Un rapport de la police municipale administrative de Saint-Nazaire de mai 1952 décrit les circonstances de la persécution de la famille.



![Fichier De Brinon [DAVCC Caen, 22 P 3084]](https://shoahpresquile.files.wordpress.com/2020/03/03arrestationsaoc3bbt1942shd.jpg?w=1024)
La famille est transférée du camp de La Lande vers Drancy le 05 septembre 1942.














Apprenant l’arrestation de la famille, Lucien BERNHEIM, le père de Marthe LEVY écrit au Préfet de Loire-Inférieure pour tenter de libérer « sinon toute la famille, tout au moins la femme et l’enfant« . Cette lettre restera sans réponse.

Armand LEVY fait partie de la catégorie C1 en tant que cadre du camp puis passe à la catégorie B de ceux qui sont immédiatement déportables. Marthe est affectée à l’infirmerie du camp où elle administre les vivres et les effectifs. Elle se rend à l’Hôpital Rotschild le 24 octobre 1942 et réintègre le camp de Drancy le 19 janvier 1943.
Ernest MELOCHE tentera d’intervenir pour faire libérer la famille sans succès.
La famille est déportée par le convoi numéro 62 du 20 novembre 1943 de Drancy à Auschwitz.

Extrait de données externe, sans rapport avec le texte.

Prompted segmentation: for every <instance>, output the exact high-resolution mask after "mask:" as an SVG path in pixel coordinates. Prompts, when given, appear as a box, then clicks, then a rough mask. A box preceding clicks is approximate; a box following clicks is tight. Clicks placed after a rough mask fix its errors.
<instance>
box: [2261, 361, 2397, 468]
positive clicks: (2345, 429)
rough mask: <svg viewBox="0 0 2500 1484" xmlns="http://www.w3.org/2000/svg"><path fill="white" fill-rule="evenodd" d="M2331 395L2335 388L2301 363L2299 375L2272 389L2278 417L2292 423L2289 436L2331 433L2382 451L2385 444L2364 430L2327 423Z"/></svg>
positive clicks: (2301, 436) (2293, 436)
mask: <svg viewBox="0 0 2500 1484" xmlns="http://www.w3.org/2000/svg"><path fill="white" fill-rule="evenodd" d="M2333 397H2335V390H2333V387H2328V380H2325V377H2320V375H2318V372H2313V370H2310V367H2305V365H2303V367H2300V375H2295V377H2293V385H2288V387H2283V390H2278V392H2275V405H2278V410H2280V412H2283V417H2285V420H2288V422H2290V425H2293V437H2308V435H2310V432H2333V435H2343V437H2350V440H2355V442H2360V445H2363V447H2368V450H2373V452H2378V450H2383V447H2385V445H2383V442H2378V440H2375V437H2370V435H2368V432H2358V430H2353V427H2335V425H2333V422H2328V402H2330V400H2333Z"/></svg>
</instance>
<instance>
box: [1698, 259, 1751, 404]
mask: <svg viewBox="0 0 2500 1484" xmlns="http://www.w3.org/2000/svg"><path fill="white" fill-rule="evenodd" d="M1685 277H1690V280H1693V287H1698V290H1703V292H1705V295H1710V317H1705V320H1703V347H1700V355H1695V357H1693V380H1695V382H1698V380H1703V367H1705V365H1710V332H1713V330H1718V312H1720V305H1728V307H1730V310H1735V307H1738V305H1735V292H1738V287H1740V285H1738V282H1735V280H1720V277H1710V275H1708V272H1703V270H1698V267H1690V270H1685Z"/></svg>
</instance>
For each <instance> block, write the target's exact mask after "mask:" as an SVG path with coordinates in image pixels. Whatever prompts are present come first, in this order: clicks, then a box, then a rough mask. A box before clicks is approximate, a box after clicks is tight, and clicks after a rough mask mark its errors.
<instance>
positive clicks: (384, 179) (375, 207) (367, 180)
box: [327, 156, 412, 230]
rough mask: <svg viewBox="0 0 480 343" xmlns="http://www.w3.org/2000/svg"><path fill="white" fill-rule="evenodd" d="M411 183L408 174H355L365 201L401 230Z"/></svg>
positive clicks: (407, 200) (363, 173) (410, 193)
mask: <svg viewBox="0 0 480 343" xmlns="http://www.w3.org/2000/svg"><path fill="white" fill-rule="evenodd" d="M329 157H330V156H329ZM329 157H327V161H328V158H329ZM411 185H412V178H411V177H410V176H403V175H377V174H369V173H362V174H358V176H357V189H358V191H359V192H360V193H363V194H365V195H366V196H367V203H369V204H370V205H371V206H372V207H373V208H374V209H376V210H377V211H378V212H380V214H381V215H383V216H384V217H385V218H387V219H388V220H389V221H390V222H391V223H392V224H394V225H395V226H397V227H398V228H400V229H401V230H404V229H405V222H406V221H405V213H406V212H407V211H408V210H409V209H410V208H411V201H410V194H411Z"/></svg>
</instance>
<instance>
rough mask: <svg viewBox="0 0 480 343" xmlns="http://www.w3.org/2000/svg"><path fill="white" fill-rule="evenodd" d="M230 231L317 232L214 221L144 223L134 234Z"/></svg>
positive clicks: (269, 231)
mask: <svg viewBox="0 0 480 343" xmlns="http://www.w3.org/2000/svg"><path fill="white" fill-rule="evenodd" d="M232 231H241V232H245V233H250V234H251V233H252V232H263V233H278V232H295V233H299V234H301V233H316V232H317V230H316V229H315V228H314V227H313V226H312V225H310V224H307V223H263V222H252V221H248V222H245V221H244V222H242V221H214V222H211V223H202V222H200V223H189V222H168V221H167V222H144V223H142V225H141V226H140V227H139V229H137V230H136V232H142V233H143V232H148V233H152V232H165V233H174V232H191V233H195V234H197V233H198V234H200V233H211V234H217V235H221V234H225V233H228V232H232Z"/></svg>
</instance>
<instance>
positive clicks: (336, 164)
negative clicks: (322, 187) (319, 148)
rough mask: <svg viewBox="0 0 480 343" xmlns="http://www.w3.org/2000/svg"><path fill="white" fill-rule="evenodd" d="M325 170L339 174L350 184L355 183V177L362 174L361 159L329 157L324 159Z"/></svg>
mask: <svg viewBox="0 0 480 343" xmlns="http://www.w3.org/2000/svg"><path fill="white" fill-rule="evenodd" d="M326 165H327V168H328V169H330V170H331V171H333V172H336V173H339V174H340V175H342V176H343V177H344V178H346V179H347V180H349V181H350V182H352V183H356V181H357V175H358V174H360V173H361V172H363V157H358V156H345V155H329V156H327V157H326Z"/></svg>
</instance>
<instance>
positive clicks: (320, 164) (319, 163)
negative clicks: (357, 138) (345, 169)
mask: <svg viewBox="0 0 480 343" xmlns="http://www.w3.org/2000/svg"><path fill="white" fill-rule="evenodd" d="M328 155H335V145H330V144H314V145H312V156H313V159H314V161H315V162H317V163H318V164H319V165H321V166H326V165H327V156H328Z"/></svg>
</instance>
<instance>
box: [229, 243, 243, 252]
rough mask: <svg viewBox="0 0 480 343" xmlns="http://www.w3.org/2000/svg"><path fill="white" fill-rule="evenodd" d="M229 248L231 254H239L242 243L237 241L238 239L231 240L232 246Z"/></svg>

Armand LEVY est décédé à Auschwitz, il avait 55 ans et son épouse Marie Marthe 44 ans.
Après guerre, c’est Henriette LEVY (née LEVY) 20, rue Contrescarpe à Nantes, soeur d’Armand, qui effectue les démarches auprès du Ministère des Anciens Combattants et Victimes de Guerre afin d’obtenir dans un premier temps les certificats de « non-rentré », puis certificats de déportation, certificats de déportés politiques et actes de décès. Des enquêtes sont menées pour connaître et vérifier les dates d’arrestation et de déportation.
Elle transférera l’activité commerciale de la « Maison Modèle » juste après-guerre au 142, avenue de Paris (actuelle avenue du Maréchal de Lattre de Tassigny) à La Baule dont elle s’occupera en 1945 et 1946 puis le magasin sera loué à Madame GARBER de 1946 à 1949. L’activité commerciale cesse à cette date.
Lors de l’évacuation du camp d’Auschwitz entre le 17 et le 21 janvier 1945, les détenus aux alentours de 59000 sont jetés sur les routes dans ce qu’on appelle « les marches de la mort ». Le 27 janvier 1945, les troupes soviétiques entrent dans Auschwitz y découvrant plus de 6000 prisonniers dont la plupart sont malades ou mourants. L’enquête concernant Simone LEVY en septembre 1945 relate « qu’elle a été libérée par les Russes à Auschwitz, dernières nouvelles il y a 5 mois » [c’est à dire en mars 1945].
En l’absence d’informations, la famille a été déclarée décédée 5 jours après la date de départ du convoi soit le 25 novembre 1943. Simone avait 17 ans.